Doch hartes Training und viel Talent allein konnten „Chuck“ seiner Zeit nicht weiterbringen. So verdankte er den ersten großen Schritt seiner Karriere schließlich einem Wachstumsschub, der ihn auf 1,93 Meter schießen ließ und ihm endlich eine Position in der „Starting Five“ des Schulteams einbrachte.
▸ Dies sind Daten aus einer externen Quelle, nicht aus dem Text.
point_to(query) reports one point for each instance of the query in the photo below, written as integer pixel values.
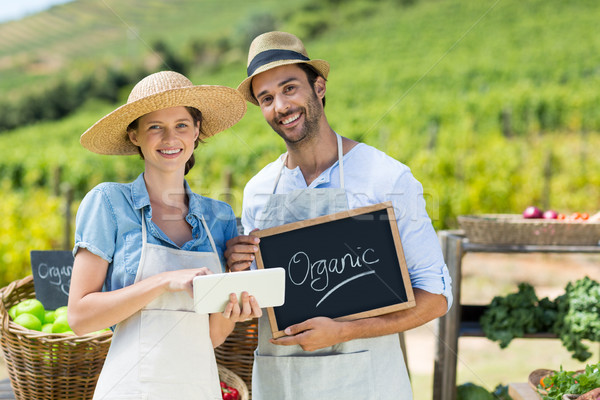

Mit durchschnittlich 19,1 Punkten, 17,9 Rebounds und einer 26-3-Serie führte Barkley 1981 während seines Senior-Jahres das Team der Leeds High School ins Halbfinale der Staatsmeisterschaft. Dort traf das Team auf die favorisierte Butler High School aus Huntsville und ihren Star-Spieler Bobby Lee Hurt. Angespornt von der Tatsache, dass zu diesem Zeitpunkt lediglich das Snead Junior College Interesse an ihm bekundet hatte und ein Stipendium an einer der großen Universitäten nicht einmal annäherungsweise in Aussicht stand, nutzte Charles Barkley die Gunst der Stunde und setzte mit 26 Punkten bei den anwesenden Scouts eine Duftmarke.